The dataset consists of a few UHGG genomes (MAGs) and associated BAM files. 
The BAM files were generated by using Bowtie2 to map the associated
metagenome paired-end reads (from which the MAGs were assembled) to the
MAG contigs. 

So, the input consists of fasta files (contigs) and BAM files (mapped reads).

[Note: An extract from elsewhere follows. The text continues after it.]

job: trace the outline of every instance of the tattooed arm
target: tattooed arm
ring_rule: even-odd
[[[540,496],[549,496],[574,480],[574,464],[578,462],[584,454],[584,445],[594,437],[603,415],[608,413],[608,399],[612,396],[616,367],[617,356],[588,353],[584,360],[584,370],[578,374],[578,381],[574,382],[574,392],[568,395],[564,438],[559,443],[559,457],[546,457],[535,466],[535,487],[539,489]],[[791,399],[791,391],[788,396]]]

A simple tab-delimited table is used to map the fasta & BAM files.

**Map file format:**

    * A tab-delim table with the columns (any order is allowed): 
      * `Taxon` => name associated with the fasta file of contigs
      * `Fasta` => path to the fasta file of contigs
      * `Sample` => name associated with the BAM file 
      * `BAM` => path to the BAM file of reads mapped to the contigs in `Fasta`

See the `map.tsv` file for an example.

```
wget http://ftp.tue.mpg.de/ebio/projects/ResMiCo/UHGG-n9_bam2feat.tar.gz
wget http://ftp.tue.mpg.de/ebio/projects/ResMiCo/UHGG-n9_bam2feat.md5
md5sum --check UHGG-n9_bam2feat.md5
tar -pzxvf UHGG-n9_bam2feat.tar.gz && rm -f UHGG-n9_bam2feat.*
```

## Convert BAM files to feature tables

Create a feature table for each sorted BAM file:

```
resmico bam2feat --outdir features UHGG-n9_bam2feat/map.tsv
```

> Note: the parameters are the same as used for creating
the "default" model from Mineeva et al., 2022, which is 
critical for getting accurate predictions.

## Predict misassemblies

```
resmico evaluate \
  --min-avg-coverage 0.01 \
  --save-path predictions \
  --save-name default-model \
  --feature-files-path features
```

> Note: `--min-avg-coverage` is set to "0.01" here due to the
abnormally low coverage in these small example BAM files.
**DO NOT** use such a low coverage cutoff with real data.

## Filter contigs

Filter out contigs predicted to be misassembled

```
resmico filter \
  --outdir filtered predictions/default-model.csv \
  UHGG-n9_bam2feat/*.fna.gz
```

> Note: change the `--score-cutoff` parameter to alter the number
of contigs filtered.

# Example2: Training & using a new model

## Working directory

```
mkdir example2 && cd example2
```

## Get the example dataset

Training data: simulated from 10 genomes in the GTDB

```
wget http://ftp.tue.mpg.de/ebio/projects/ResMiCo/genomes-n10_features.tar.gz
wget http://ftp.tue.mpg.de/ebio/projects/ResMiCo/genomes-n10_features.md5
md5sum --check genomes-n10_features.md5
tar -pzxvf genomes-n10_features.tar.gz && rm -f genomes-n10_features.*
```

Test data: simulated from 9 genomes in the UHGG

```
wget http://ftp.tue.mpg.de/ebio/projects/ResMiCo/UHGG-n9_features.tar.gz
wget http://ftp.tue.mpg.de/ebio/projects/ResMiCo/UHGG-n9_features.md5
md5sum --check UHGG-n9_features.md5
tar -pzxvf UHGG-n9_features.tar.gz && rm -f UHGG-n9_features.*
```

## Filter out contigs predicted to be misassembled

Filter out contigs with prediction scores below a specific cutoff.

```
resmico filter \
  --outdir filtered-contigs \
  predictions/default-model.csv \
  UHGG-n9_features/fasta/*fna.gz
```

> You may need to adjust the `--score-cutoff` in order to filter some contigs

## Training on the example train data

Train a new model with the example train dataset.

```
resmico train --log-progress --n-procs 4 --n-epochs 2 \
  --save-path model-n10 --stats-file='' \
  --save-name genomes-n10 \
  --feature-files-path genomes-n10_features
```

## Predict using the "default" model

Using the "default" resmico model from the Mineeva et al., 2022 manuscript.
Prediction on the example test data.
This provides a comparison to our newly trained model.

```
resmico evaluate --n-procs 4 \
  --save-path predictions \
  --save-name default-model \
  --feature-files-path UHGG-n9_features/
```

# Tutorials

See the [wiki](https://github.com/leylabmpi/ResMiCo/wiki)

# Notes

## Benchmarking 

### Model evaluation

Benchmarking `resmico evaluate` on the `CAMI2-gut` dataset:

* One GPU (NVIDIA RTX A5000): 108 +/- 0.7 contigs per second
* One CPU (AMD Epyc): 38.7 +/- 10.3 contigs per second

CAMI2-gut metagenome assembly stats:

* No. of metagemes: 10 
* No. of contigs per sample (1000's): 18 +/- 6.4
* Avg. contig length (kbp): 4.1 +/- 0.9

### Training 

> We highly recommend using multiple GPUs for model training on large datasets, as done in the ResMiCo paper.
  Training on CPUs with such large datasets is not feasbile.